Sept. 17 (Bloomberg) -- In U.S. national politics, Republicans flourish when the focus is on tax cuts; they suffer when Medicare is the focus. It looks like it’ll be different this year.
Mitt Romney has proposed huge tax cuts that principally benefit the wealthy, while refusing to say how he’d pay for them by closing unspecified loopholes. This lacks credibility and may become one of the rare tax-cut promises that is a political loser.
On Medicare, Romney and his running mate, Representative Paul Ryan, have put forth a plan that ultimately would turn the federal health-insurance program for the elderly into a premium support, or voucher, program. Democrats are winning on the issue in Florida and elsewhere.
There are two reasons this is no longer the third rail for Republicans. One, a counterattack charging, speciously, that President Barack Obama’s health-care measure cuts benefits for Medicare recipients. The other is a general recognition that changes need to be made in the program and whatever the problems with the Romney-Ryan proposals, the president has ducked the issue.

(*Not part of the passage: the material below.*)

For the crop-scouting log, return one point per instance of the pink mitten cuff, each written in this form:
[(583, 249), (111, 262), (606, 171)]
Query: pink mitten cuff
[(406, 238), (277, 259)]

On taxes, it’s Romney who’s ducking. He has proposed a tax cut of more than $4 trillion over 10 years, an across-the-board 20 percent reduction in individual income-tax rates, the elimination of the estate tax, the alternative minimum tax and taxes on capital gains, dividends and interest for those earning less than $200,000. The corporate rate tax rate would come down to 25 percent from 35 percent.
He insists this can be achieved without raising revenue, by limiting tax preferences. He refuses to specify any. The candidate cites Republican experts such as the Princeton University economist Harvey Rosen. However, Rosen says this is feasible if Romney eliminates the popular tax deductions for items such as home mortgages and charitable contributions for those making more than $100,000 a year.

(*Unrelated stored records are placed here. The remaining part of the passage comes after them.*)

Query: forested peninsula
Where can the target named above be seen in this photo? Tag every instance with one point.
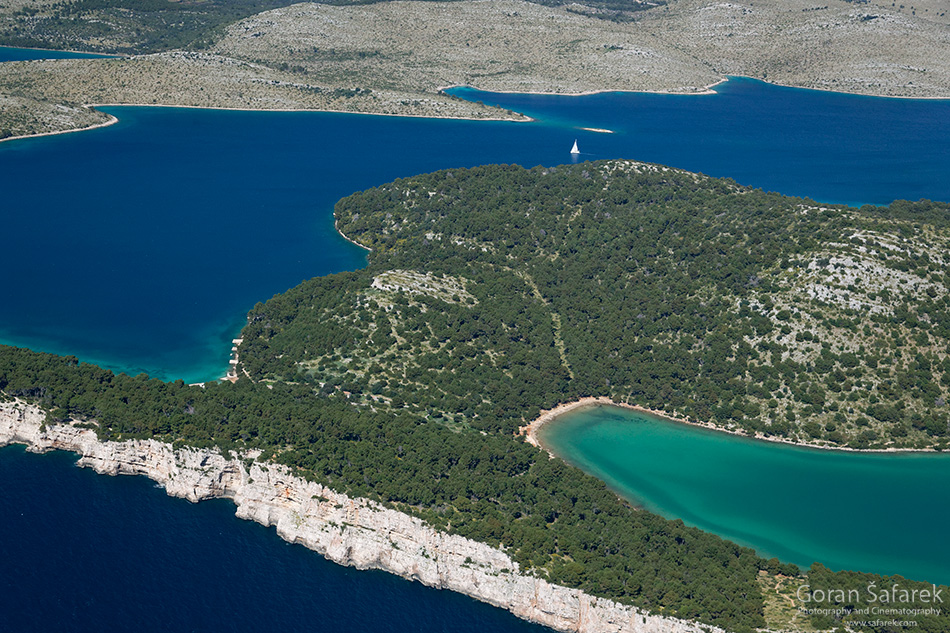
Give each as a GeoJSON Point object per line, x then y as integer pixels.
{"type": "Point", "coordinates": [495, 292]}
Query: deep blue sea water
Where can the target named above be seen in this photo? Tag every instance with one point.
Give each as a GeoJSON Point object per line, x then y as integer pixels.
{"type": "Point", "coordinates": [141, 246]}
{"type": "Point", "coordinates": [82, 552]}
{"type": "Point", "coordinates": [8, 54]}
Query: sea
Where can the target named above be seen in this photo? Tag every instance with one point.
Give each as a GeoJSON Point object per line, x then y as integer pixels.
{"type": "Point", "coordinates": [874, 512]}
{"type": "Point", "coordinates": [141, 246]}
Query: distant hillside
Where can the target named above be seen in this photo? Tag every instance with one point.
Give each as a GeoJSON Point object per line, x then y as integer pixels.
{"type": "Point", "coordinates": [497, 291]}
{"type": "Point", "coordinates": [494, 292]}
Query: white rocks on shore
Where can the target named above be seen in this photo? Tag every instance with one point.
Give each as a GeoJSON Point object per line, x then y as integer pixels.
{"type": "Point", "coordinates": [350, 531]}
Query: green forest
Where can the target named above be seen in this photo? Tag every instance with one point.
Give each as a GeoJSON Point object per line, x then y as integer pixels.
{"type": "Point", "coordinates": [495, 292]}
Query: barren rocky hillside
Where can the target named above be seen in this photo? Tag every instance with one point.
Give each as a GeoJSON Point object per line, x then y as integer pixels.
{"type": "Point", "coordinates": [392, 57]}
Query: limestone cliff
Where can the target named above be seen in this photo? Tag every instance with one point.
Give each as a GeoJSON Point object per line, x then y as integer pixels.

That’s a nonstarter for many Republicans, even with the trade-off of lower rates.
Thus, most tax experts say the Romney plan is a mirage.
“You can’t get enough base-broadening to finance his rate reductions,” says Michael Graetz, a Columbia Law School professor who was a top tax official in President George H.W. Bush’s Treasury Department. “Romney says what he will do on tax cuts but he’s not prepared to say what he would do on the hard stuff.”
Moreover, Graetz asks, “Do we believe that Mitt Romney will make tithes to the Mormon Church and other charitable outfits non-deductible?” In the two years of tax returns Romney has released, he made $42.6 million and gave $7 million to charity, mostly to his Mormon Church.
Promises for a revenue-neutral plan in which the middle class and small businesses get a net tax cut suggest higher overall taxes for either the poor or the rich. The Romney campaign refuses to comment.
Romney’s tax problem is further compounded when he insists his plan wouldn’t change the progressivity of the tax code. He cites Ronald Reagan’s 1986 tax-reform bill and the recommendations of the 2010 Bowles-Simpson deficit-reduction panel as models for cutting tax rates and broadening the base in a non-regressive manner.
What Romney doesn’t say is how this was achieved. Capital-gains taxes were increased and treated as ordinary income in both the 1986 Tax Reform Act and the Bowles-Simpson plan. Romney has ruled out any increase of those levies.
Many of Romney’s proposed tax cuts benefit the wealthy, and tax experts say it would be exceedingly difficult to retain the current progressivity if higher capital-gains rates are taken off the table.
Moreover, Reagan financed the lower individual rates with sizeable increases in corporate taxes, such as the elimination of the investment tax credit. Romney wants to cut, not increase, corporate taxes.
Reagan and George W. Bush gained the upper hand in the tax debate with promises of big cuts. Neither talked about any offsetting revenue increases.
A simple look at the budget deficit explains why the situation was different then. In 1980, the federal deficit was $60 billion; the public was frustrated about stagflation, a stagnant economy with soaring prices.
Twelve years ago, the second President Bush promised a tax cut because his predecessor, President Bill Clinton, left him a $240 billion budget surplus.
The deficit is projected to reach $1.3 trillion this year, and this is a centerpiece of the Romney-Ryan attack on Obama’s economic performance.
Research by Democrats shows that undecided or persuadable voters -- disproportionately white, younger and not college-educated -- are turned off by what they see as the unfairness of the Romney tax plan. A current Obama ad charges the Republican would increase taxes on the middle class by $2,000 to pay for a tax cut for millionaires. While this is conjecture, the Romney camp has no specifics to refute it.
Democrats are plotting ways to accentuate the lack of transparency in Romney’s plan. One notion is to tie it to his refusal to release more than a few years of his own tax returns with the charge: He won’t tell you what he did pay or what you’re going to pay.
(Albert R. Hunt is Washington editor at Bloomberg News. The opinions expressed are his own.)